Mary Owen described how her company views DVCon this way: "Xpeerant Inc. is excited to be a first time exhibitor at DVCon this year. We chose DVCon because it is the only conference that specifically focuses on our client base. We hope to establish relationships with clients that are in need of our resources and look forward to mingling with fellow design verification enthusiasts and letting them know that we can provide top notch services to help them win the race to their market window."
This year attendees wanting more face-to-face interaction will find at least 36 exhibitors, including 10 exhibiting for the first time and 6 companies headquartered outside of the US. Of the 6 international companies, 2 are exhibiting for the first time. Because of demand, exhibits will be in both the main exhibit hall, as well as the expanded foyer section.
Sunil Kakkar, GM & Chief Technologist, TVS USA put it all into focus as follows: "DVCon is the go-to conference if you want to discover not only what the best and brightest minds of the design and verification world are doing today to tackle the myriad of challenges we are all facing in areas like mixed signal or low power design or in IP reuse, but to also get a unique peek into their thought process regarding what steps the industry may take in the future to solve challenges that may not even have surfaced today."

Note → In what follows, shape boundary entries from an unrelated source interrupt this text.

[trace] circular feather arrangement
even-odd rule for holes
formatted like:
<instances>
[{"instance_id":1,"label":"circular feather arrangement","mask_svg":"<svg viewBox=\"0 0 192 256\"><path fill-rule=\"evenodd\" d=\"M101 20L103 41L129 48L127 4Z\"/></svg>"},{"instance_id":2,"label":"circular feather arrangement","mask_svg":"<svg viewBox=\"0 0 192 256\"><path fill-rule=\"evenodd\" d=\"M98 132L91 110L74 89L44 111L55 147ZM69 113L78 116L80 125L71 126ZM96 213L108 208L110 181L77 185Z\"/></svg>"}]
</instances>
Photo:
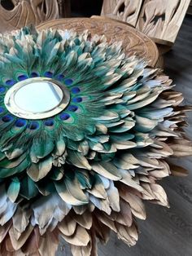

The extraordinary success of DVCon has convinced Accellera to hold international DVCon conferences. Last year the inaugural DVCon India and DVCon Europe were held with such success that they will be repeated again this year. If you attended DVCon last year, it was the only conference organized by Accellera. This year, when you arrive at the conference, you will notice a new logo that states DVCon United States. DVCon is not only establishing itself as a leading US conference but building an international presence that will continue to provide leadership to design and verification engineers worldwide.